Well, the point is that these gadgets are really cool and can make your life much easier – when you have a cart that packs about 50 kWh of juice – charging doesn’t seem to be pain in the ass anymore.
However, these rolling charging stations have one serious disadvantage: price.
Really, not all the people can pay through the nose and leave about 50 grand for “electric cart”.
These things are only for people with really deep pockets.
Nevertheless, everything is about to change with the Mobi Charger.
The gadget, made by a Bay Area startup called Freewire, resembles a bulked-up ice cream cart and packs 48 kWh of juice instead of Fudgsicles.

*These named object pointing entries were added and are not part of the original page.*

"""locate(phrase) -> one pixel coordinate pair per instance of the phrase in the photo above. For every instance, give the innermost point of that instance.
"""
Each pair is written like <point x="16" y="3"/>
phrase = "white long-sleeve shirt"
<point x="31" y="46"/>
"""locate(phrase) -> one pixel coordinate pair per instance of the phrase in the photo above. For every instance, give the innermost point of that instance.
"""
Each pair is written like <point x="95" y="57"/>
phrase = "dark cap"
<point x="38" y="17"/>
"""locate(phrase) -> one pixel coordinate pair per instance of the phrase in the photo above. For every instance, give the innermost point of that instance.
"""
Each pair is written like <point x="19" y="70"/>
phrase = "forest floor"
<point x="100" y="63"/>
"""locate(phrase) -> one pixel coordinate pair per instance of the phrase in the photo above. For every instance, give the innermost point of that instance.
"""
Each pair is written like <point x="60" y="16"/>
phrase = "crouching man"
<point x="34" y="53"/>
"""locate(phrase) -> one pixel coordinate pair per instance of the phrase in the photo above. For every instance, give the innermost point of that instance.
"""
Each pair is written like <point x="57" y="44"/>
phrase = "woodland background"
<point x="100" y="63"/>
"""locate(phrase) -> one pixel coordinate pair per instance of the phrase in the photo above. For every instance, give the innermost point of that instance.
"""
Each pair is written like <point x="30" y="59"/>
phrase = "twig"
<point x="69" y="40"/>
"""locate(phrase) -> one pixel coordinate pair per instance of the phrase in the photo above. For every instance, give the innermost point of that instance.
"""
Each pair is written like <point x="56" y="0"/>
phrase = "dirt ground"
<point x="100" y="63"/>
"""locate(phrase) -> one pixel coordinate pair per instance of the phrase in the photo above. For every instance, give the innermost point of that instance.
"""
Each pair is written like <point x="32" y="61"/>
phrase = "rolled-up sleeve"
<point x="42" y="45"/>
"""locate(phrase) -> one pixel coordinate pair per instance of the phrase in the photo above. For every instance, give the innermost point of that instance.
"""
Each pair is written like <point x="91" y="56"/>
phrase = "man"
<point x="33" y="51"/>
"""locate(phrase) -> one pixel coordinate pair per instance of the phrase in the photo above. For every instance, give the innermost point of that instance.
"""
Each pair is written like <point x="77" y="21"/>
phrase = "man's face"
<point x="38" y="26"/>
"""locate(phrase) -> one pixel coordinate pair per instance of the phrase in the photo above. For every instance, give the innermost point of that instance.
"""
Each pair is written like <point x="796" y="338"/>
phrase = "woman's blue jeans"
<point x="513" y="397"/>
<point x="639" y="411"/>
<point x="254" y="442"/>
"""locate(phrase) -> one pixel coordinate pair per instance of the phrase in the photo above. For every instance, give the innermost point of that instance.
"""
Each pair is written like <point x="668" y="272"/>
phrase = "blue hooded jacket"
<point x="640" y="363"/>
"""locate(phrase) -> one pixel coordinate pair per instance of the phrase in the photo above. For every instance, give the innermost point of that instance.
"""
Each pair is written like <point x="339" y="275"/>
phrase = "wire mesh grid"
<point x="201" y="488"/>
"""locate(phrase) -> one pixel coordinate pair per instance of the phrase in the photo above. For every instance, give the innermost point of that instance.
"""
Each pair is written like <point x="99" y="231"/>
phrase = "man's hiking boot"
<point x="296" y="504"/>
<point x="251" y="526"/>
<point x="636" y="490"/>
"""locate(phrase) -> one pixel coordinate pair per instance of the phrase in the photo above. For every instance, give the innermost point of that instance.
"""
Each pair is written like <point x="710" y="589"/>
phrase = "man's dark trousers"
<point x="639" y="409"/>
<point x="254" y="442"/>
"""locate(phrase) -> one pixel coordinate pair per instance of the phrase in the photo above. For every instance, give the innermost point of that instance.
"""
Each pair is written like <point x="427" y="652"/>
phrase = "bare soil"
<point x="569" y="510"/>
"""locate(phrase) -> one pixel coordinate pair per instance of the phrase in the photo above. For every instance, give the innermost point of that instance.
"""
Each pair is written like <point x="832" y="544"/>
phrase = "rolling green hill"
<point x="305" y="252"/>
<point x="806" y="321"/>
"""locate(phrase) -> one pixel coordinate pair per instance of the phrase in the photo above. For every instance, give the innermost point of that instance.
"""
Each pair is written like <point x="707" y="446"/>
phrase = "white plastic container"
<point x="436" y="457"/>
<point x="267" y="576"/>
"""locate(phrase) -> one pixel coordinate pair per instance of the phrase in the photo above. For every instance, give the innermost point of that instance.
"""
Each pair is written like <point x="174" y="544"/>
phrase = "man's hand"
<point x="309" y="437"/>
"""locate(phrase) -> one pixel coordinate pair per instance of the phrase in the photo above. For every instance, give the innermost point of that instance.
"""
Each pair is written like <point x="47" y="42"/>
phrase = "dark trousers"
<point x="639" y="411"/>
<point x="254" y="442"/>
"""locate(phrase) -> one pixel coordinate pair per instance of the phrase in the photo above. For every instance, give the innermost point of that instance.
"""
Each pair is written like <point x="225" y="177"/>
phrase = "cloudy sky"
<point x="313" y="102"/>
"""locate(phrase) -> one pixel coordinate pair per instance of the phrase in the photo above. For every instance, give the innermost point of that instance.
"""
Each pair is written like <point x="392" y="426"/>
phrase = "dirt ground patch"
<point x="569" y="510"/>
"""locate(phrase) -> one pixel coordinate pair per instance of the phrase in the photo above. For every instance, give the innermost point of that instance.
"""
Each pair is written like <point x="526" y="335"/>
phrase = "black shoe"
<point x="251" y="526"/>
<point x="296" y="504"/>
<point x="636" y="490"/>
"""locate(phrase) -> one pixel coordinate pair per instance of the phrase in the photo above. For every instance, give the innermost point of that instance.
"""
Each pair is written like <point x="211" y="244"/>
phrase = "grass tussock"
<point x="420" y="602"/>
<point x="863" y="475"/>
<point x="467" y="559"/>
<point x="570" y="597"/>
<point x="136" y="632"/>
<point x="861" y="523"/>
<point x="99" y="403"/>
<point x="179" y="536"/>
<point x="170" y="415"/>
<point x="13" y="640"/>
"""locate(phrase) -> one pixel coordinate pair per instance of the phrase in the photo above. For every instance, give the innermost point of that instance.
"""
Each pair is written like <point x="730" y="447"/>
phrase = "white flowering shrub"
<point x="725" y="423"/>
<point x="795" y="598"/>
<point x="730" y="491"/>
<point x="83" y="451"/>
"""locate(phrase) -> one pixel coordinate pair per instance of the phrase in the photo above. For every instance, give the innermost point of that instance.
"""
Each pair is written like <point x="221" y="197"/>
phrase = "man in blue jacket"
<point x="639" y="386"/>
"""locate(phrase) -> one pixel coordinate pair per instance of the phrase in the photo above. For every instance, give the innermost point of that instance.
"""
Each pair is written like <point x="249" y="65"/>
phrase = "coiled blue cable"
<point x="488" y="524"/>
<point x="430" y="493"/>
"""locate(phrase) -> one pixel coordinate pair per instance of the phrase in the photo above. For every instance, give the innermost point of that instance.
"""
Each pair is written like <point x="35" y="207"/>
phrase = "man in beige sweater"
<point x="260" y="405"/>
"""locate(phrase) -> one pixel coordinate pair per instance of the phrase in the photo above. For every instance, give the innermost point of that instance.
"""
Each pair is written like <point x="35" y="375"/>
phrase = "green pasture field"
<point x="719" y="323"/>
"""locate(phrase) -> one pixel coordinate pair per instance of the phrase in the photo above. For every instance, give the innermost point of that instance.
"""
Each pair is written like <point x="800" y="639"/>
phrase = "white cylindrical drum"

It can charge a vehicle in as little as 30 minutes, and works with any plug that isn’t a Tesla plug -- proprietary plug is not always a good thing.
Bringing the eco thing full circle, the Mobi cart uses batteries pulled from old electric cars - Freewire’s getting them from Nissan for the moment and is talking to BMW and GM.
Freewire launched a three-month pilot program at LinkedIn’s Mountain View campus. Instead of plugging into a permanent station connected to the grid, employees can park wherever they like. Fire up an app, enter your location and when you need the car charged, and walk away. Mobi does the rest. An attendant rolls up with a Mobi, plugs in and that’s that.
“It’s charging as a service” - says Arcady Sosinov, Freewire’s CEO.
Degraded batteries in use
Beyond making charging a snap, Freewire provides a use case for batteries that are too degraded to power cars, but still have as much as 80 percent of their storage capacity. Disconnecting from the grid means you can charge the Mobi’s batteries at night, when rates are low, and move that power to the cars during the day.
“Breaking concrete is a drag. It’s messy, it’s expensive, it’s noisy … Wheeling these little things around gets across some of the logistics and capital costs. It solves the fixed parking space problem and provides a market for aging batteries that can still be useful”.
The big problem for Freewire will be providing a service at a price that returns a profit. It saves money by eliminating construction, but the human attendant is an extra cost. “The business for charging is crappy” - Dalton says. “Drivers want charging everywhere, but they only want to pay for it when they use it. And they don’t like to pay subscription services, which the companies need to get steady revenue.”
Freewire, which is making the Mobi Chargers mostly by hand in Oakland for about $25,000 a pop, has another business model to rely on if the cars thing doesn’t work out. The Mobi Gen uses old EV batteries to replace diesel generators at special events.
Well, it might work since the price really matters.
Let’s wish Freewire good luck and wait for more news from them.
And yeah…we do hope to see more of these batteries trailers all over the US and Europe. They are easy to install (don’t require the expense and annoyance of tearing up concrete, stringing lines, and getting all the right permits) and charging on your way is an amazing and useful thing.